The LLM's routing decision is the intelligence, not the retrieval algorithm.

Prompt caching for heavy agents

Tool definitions plus system prompt are repeated every turn. Cache them:

resp = claude.messages.create(
    model=MODEL, max_tokens=2048,
    system=[{"type": "text", "text": SYSTEM, "cache_control": {"type": "ephemeral"}}],
    tools=TOOLS,
    messages=messages,
)

For a 6-turn agent call, cache hit savings are roughly 80% on input tokens.

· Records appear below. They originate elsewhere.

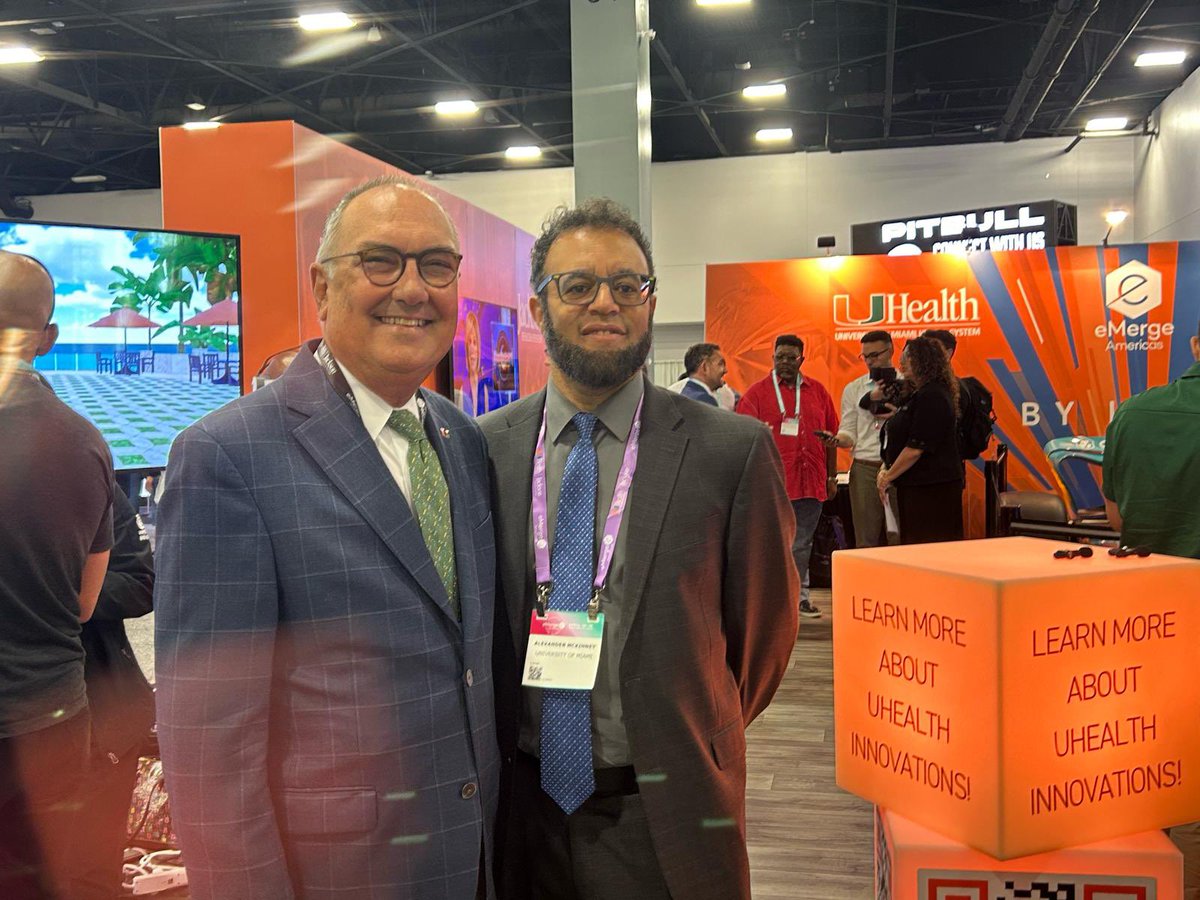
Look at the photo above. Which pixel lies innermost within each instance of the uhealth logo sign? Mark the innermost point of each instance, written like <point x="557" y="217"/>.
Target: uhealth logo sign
<point x="949" y="307"/>
<point x="1133" y="291"/>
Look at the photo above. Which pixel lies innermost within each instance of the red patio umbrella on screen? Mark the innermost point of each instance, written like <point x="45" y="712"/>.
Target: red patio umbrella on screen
<point x="124" y="318"/>
<point x="223" y="313"/>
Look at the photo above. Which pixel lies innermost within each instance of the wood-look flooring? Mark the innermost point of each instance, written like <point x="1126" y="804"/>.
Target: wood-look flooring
<point x="809" y="839"/>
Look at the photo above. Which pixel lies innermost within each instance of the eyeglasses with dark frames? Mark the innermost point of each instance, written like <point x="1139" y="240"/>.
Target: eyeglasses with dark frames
<point x="384" y="267"/>
<point x="582" y="288"/>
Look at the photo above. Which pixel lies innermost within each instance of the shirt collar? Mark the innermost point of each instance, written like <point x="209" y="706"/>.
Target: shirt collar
<point x="616" y="413"/>
<point x="373" y="409"/>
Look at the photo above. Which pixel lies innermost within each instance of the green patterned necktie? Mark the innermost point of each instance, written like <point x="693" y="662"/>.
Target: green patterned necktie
<point x="430" y="501"/>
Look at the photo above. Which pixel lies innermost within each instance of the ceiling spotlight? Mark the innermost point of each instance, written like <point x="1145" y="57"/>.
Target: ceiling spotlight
<point x="762" y="91"/>
<point x="12" y="55"/>
<point x="772" y="136"/>
<point x="522" y="153"/>
<point x="456" y="107"/>
<point x="328" y="21"/>
<point x="1161" y="58"/>
<point x="1111" y="123"/>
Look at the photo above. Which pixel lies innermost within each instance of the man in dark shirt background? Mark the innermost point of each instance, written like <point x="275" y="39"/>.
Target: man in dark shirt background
<point x="55" y="532"/>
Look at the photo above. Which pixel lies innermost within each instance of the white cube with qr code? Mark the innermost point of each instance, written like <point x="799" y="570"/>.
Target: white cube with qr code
<point x="1015" y="701"/>
<point x="915" y="863"/>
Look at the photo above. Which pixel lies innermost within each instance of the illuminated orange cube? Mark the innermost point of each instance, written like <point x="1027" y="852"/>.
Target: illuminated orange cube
<point x="1015" y="702"/>
<point x="913" y="863"/>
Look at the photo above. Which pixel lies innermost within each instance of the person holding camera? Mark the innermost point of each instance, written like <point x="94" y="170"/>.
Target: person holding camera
<point x="859" y="431"/>
<point x="921" y="448"/>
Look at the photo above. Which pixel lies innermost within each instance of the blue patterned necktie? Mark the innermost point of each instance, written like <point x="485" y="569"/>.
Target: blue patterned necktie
<point x="567" y="774"/>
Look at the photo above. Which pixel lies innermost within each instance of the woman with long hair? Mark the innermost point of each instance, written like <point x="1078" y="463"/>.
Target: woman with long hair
<point x="921" y="448"/>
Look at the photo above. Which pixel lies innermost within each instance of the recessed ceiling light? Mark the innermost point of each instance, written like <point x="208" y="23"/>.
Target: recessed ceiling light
<point x="768" y="136"/>
<point x="456" y="107"/>
<point x="12" y="55"/>
<point x="1161" y="58"/>
<point x="522" y="153"/>
<point x="761" y="91"/>
<point x="1111" y="123"/>
<point x="328" y="21"/>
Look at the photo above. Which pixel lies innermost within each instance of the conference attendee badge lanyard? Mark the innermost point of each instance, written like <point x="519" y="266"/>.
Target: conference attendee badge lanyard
<point x="790" y="426"/>
<point x="564" y="647"/>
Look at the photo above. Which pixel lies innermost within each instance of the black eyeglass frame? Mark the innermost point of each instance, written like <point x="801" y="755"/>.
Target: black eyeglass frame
<point x="403" y="264"/>
<point x="647" y="285"/>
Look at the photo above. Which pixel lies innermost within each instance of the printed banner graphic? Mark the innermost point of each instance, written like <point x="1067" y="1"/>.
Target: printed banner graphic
<point x="1060" y="336"/>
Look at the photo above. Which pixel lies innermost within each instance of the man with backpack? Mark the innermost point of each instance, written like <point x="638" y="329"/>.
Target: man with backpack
<point x="976" y="417"/>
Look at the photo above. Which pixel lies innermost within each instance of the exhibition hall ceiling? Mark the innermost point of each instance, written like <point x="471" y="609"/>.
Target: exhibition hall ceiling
<point x="858" y="75"/>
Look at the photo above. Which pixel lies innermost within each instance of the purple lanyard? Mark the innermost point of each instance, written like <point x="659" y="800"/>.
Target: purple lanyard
<point x="611" y="526"/>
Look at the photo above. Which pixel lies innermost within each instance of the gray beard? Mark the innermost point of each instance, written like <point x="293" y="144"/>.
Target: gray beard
<point x="595" y="369"/>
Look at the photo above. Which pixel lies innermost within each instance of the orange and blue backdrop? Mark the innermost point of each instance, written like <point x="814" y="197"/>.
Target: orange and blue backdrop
<point x="1060" y="336"/>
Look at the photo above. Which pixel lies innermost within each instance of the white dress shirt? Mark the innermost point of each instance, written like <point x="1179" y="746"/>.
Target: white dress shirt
<point x="857" y="424"/>
<point x="375" y="412"/>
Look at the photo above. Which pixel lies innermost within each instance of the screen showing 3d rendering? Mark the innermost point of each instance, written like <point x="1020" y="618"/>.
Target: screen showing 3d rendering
<point x="149" y="329"/>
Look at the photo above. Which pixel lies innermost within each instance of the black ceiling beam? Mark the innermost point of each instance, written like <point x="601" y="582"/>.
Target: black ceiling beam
<point x="1104" y="66"/>
<point x="889" y="70"/>
<point x="677" y="77"/>
<point x="199" y="54"/>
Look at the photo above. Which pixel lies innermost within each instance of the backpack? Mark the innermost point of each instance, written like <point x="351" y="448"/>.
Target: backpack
<point x="976" y="418"/>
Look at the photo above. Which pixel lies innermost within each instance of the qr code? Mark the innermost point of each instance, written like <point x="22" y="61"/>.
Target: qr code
<point x="949" y="885"/>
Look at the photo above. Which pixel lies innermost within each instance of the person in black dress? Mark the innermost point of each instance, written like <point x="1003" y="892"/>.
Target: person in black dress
<point x="921" y="449"/>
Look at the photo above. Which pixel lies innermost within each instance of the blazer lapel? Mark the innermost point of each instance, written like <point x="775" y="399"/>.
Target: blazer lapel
<point x="335" y="438"/>
<point x="513" y="453"/>
<point x="658" y="467"/>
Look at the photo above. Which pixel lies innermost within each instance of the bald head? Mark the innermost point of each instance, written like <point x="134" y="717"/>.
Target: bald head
<point x="27" y="303"/>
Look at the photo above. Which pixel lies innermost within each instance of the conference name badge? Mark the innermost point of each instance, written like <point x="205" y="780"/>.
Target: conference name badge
<point x="564" y="649"/>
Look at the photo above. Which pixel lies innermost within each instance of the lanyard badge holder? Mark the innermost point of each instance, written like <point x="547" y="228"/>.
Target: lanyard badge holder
<point x="564" y="647"/>
<point x="789" y="426"/>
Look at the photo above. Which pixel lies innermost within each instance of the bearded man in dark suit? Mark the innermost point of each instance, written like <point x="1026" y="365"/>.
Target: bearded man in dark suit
<point x="633" y="785"/>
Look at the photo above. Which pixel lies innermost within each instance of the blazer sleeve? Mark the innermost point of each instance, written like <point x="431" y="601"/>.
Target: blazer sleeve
<point x="216" y="612"/>
<point x="761" y="585"/>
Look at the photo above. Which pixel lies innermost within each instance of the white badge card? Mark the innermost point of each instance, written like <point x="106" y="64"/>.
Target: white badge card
<point x="564" y="651"/>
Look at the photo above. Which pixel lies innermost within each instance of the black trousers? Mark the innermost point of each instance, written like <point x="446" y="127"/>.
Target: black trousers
<point x="603" y="851"/>
<point x="929" y="513"/>
<point x="102" y="823"/>
<point x="41" y="774"/>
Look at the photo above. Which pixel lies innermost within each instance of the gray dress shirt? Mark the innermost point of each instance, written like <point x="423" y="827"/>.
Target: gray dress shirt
<point x="610" y="744"/>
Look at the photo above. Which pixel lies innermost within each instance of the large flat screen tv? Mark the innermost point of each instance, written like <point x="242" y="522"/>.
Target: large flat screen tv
<point x="149" y="329"/>
<point x="485" y="357"/>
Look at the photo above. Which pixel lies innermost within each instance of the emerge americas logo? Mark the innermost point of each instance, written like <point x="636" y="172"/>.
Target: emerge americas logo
<point x="949" y="309"/>
<point x="1133" y="291"/>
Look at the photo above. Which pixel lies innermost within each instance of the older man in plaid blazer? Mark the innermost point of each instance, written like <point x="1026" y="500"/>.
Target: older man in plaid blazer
<point x="324" y="598"/>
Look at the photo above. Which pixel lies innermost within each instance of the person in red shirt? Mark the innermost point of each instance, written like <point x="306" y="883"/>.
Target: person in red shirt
<point x="795" y="407"/>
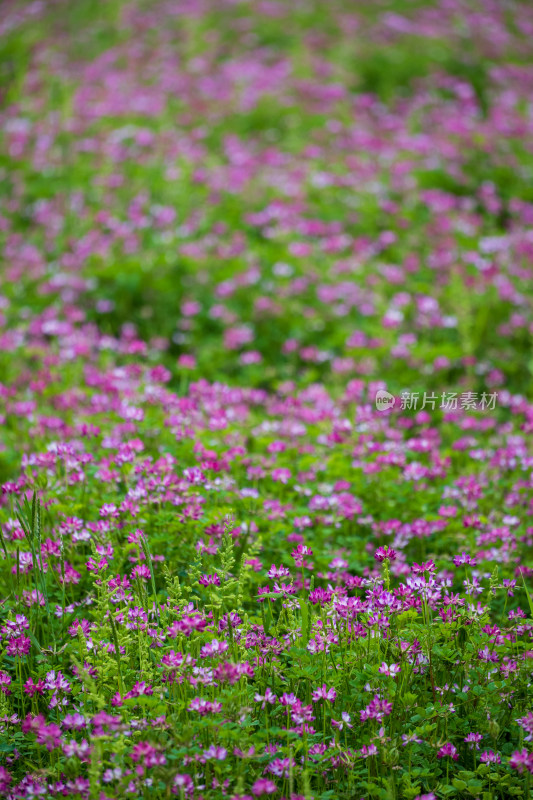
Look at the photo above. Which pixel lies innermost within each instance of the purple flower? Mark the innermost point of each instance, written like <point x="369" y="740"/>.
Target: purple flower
<point x="385" y="553"/>
<point x="448" y="751"/>
<point x="264" y="786"/>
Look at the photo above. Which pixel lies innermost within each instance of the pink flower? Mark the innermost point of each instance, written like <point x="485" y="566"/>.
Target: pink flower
<point x="522" y="760"/>
<point x="385" y="553"/>
<point x="323" y="693"/>
<point x="448" y="750"/>
<point x="392" y="669"/>
<point x="209" y="580"/>
<point x="264" y="786"/>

Evaluation: how to know it's working

Build a small eval set:

EVAL = [
    {"q": "What's our PTO policy?", "expect_tool": "search_internal_docs", "expect_cite": "./kb/hr/"},
    {"q": "Who is the current US president?", "expect_tool": "web_search"},
    {"q": "What's 15 * 234?", "expect_tool": None, "expect_answer_contains": "3510"},
    {"q": "What's the CEO's personal phone number?", "expect_tool": "respond_with_uncertainty"},
]

# For each, run the agent, inspect the trace (capture tool calls into a list).
# Metrics: right tool chosen, right source cited, final answer accurate.

Resume angle

"Designed an agentic RAG system where Claude treats retrieval as a tool-use decision rather than a pipeline. Implemented source routing (internal vector store vs. web), iterative context gathering (chunk to full document), and honest uncertainty handling via a dedicated 'I don't know' tool. Reduced irrelevant retrievals by 60% vs. naive RAG on internal eval."